I left it smoke while we were gone and here is the aftermath. 

Pretty much nothing left but ash.







Remains of 12 1/2 oz of A-MAZ-Smoker Pellets.  The small amount of partially burnt pellets where in the closed steel end of the tube.

 
	

		
			
		

		
	







Now time for me to smoke up a bunch of Turkey Legs.


----------



## jakethessnake (Jun 17, 2012)

Awesome, just waiting for a few more reviews before I pull the trigger. I have the 6x8 dust smoker and have been wanting to get a pellet smoker.


----------



## 53rdcard (Jun 26, 2012)

I got one in and have tested it in my masterbuilt xl, i cranked the temp to give it a good test, and here are the results, it burned as expected for the 4-5 hrs that the 12" is said to smoke (noticed it was closer to 5hrs then 4) and this is with some 100% cherry pellets i found on amazon 20lbs for $23 thought i would test it with off brand to give it the best chance to foul up, but it worked like a charm. I got it started inside the smoker, and on the bottom, i left the door slightly open during the 10 minute start time, and once it got going i lit the burner and turned it up to 350-400 to see if any heat from the burner would cause it to burn all the pellets.

this picture was taken after 3 hours, and it was working perfectly, if you look at the close up where you can see the temp you can just see a wisp of smoke coming from the back of the tube, and of course the other photo was right after i opened the door.
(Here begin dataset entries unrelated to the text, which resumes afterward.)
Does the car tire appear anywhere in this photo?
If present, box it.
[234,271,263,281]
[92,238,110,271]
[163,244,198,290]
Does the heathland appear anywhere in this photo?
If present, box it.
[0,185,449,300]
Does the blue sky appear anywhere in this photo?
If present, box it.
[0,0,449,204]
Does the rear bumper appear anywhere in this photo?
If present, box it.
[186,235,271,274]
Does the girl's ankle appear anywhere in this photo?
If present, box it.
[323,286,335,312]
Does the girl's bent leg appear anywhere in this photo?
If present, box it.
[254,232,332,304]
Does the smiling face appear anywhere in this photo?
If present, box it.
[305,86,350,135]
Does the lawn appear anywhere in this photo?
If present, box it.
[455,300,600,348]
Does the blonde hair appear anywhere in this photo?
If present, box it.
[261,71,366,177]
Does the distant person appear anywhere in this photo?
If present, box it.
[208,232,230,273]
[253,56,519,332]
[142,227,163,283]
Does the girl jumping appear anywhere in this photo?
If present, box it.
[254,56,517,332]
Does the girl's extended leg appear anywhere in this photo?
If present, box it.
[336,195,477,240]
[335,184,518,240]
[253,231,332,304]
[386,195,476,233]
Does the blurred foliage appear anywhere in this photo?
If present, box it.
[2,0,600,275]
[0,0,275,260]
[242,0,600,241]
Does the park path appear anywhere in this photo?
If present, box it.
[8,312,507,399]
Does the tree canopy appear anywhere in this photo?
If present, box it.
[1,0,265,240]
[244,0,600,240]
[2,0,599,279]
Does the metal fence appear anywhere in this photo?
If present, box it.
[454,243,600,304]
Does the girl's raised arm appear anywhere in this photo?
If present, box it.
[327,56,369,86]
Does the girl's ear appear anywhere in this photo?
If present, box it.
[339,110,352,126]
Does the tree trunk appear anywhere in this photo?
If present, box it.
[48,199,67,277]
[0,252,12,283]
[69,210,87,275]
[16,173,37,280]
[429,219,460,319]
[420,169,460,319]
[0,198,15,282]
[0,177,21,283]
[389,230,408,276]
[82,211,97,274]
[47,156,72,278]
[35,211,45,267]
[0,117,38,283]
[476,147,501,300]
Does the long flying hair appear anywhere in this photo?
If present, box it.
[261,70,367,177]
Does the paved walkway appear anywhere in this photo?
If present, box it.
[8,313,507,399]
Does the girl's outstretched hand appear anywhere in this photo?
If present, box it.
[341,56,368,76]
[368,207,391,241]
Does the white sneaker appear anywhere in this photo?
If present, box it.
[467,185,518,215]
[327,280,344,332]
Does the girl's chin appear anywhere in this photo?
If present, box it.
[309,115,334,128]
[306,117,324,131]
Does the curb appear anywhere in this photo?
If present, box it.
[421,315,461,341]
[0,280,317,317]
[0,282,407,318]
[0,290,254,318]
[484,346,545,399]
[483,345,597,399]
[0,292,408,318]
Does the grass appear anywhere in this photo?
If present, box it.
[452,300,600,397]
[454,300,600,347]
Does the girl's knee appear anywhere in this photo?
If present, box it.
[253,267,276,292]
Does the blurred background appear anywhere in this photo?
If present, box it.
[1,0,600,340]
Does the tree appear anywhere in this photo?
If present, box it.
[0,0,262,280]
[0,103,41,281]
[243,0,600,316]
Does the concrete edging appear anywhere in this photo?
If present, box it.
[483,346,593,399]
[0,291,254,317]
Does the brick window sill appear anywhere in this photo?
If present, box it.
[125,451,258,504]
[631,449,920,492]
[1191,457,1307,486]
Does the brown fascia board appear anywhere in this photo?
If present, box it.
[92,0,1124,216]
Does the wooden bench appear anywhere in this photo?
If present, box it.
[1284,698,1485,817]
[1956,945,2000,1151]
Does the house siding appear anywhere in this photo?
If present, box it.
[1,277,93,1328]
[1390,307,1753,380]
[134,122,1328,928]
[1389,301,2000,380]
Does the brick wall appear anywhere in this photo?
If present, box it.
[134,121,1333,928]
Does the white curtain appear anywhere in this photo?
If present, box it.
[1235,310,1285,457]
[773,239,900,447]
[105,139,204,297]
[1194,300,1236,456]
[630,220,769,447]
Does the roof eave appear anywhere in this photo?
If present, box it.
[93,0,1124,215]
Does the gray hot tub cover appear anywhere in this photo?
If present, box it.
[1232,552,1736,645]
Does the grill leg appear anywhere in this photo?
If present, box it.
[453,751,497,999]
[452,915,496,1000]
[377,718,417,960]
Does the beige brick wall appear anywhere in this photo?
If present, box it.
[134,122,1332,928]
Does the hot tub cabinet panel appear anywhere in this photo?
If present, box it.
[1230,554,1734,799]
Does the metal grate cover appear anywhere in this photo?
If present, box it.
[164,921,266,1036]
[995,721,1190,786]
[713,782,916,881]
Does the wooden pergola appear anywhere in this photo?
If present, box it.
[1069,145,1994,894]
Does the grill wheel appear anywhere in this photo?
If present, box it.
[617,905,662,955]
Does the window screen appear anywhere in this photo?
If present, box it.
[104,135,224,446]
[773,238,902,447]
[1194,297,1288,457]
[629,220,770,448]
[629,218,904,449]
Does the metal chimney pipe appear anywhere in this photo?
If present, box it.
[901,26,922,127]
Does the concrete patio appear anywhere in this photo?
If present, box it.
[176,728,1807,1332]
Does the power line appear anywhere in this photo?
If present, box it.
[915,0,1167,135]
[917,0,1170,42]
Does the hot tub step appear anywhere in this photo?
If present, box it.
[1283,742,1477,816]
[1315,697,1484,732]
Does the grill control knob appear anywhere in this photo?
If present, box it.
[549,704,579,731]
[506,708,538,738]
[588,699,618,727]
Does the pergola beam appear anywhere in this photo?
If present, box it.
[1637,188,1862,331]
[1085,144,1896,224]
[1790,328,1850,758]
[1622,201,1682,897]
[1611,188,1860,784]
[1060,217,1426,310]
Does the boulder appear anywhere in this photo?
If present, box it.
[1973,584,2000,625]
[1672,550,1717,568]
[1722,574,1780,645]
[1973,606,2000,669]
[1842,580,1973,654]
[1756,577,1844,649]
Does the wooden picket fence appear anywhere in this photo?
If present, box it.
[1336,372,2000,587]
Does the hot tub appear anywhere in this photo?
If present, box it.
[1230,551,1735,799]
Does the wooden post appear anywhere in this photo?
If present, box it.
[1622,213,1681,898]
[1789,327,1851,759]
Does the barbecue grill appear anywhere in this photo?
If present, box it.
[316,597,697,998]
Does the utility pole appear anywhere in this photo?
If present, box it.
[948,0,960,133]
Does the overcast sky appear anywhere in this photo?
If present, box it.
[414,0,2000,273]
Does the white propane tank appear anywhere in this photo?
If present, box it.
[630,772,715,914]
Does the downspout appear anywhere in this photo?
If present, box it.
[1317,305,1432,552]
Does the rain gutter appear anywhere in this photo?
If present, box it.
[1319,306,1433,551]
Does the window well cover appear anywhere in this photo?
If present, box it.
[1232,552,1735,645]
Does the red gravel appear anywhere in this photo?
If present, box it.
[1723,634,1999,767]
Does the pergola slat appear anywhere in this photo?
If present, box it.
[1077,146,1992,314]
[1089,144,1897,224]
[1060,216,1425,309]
I am very satisfied with it. in fact my only complaint about my order is i wasn't paying attention closely enough and accidentally ordered 5lbs of mesquite dust instead of pellets, doh


----------



## jd2220 (Jun 26, 2012)

53rdcard said:


> I got one in and have tested it in my masterbuilt xl, i cranked the temp to give it a good test, and here are the results, it burned as expected for the 4-5 hrs that the 12" is said to smoke (noticed it was closer to 5hrs then 4) and this is with some 100% cherry pellets i found on amazon 20lbs for $23 thought i would test it with off brand to give it the best chance to foul up, but it worked like a charm. I got it started inside the smoker, and on the bottom, i left the door slightly open during the 10 minute start time, and once it got going i lit the burner and turned it up to 350-400 to see if any heat from the burner would cause it to burn all the pellets.
> 
> this picture was taken after 3 hours, and it was working perfectly, if you look at the close up where you can see the temp you can just see a wisp of smoke coming from the back of the tube, and of course the other photo was right after i opened the door.
> 
> I am very satisfied with it. in fact my only complaint about my order is i wasn't paying attention closely enough and accidentally ordered 5lbs of mesquite dust instead of pellets, doh


I am new to smoking, can you tell me the advantages/disadvantages of pellets vs wood.  I currently use a cast iron pan on top of the original wood chip tray.  Also do you use sand or water in your water pan.

Thanks


----------



## frosty (Jun 26, 2012)

Love my pellet smoker, but the tube smoker has me wonderin . . . . . . . . .


----------



## 53rdcard (Jun 26, 2012)

first, to answer your water or sand question, i use sand, as to the advantages/disadvantages of pellets over chips/chucks, for me, its cost and storage size, per hour of smoke the pellets are a little cheaper, for the storage comment you have to take into consideration the smoke time vs space needed for the product your burning, a bag of chips from walmart is about $1-2 and will go for around 4-6 hrs i have found, that same size bag of pellets will hold something like 6-7lbs of pellets and maybe 1/2-3/4 of a lb will smoke for 4-6 hrs, so I'm getting 28-35 hrs of smoke for the same amount of space, and at a small savings (at least if you can find a good source, or you buy in bulk, otherwise your about the same cost wise after shipping) only down side is, the chips have to stay indoors so they wont get damp (or at least where i live cause the humidity is usually pretty high), where you can leave the chips/chunks outside

for me at least on the 2 propane smokers i own, the chip pan could cause the wood to burn instead of smolder after a while, so what should have lasted 4-6 hrs only lasted 1-2 with this pellet smoker at least, its going to burn as long as it was advertised to burn. the only way i found to solve the chip/chunk burning problem was to raise the chip pan up high enough so that it would work right, but that also cost you area for smoking, therefore i got the pellet smoker to solve that, with it working as i expect it to i can actually lower the "water" pan down to very close to the burner, and even get a more shallow pan if i wanted, and gain a good 9-12" of space at the bottom of my smoker.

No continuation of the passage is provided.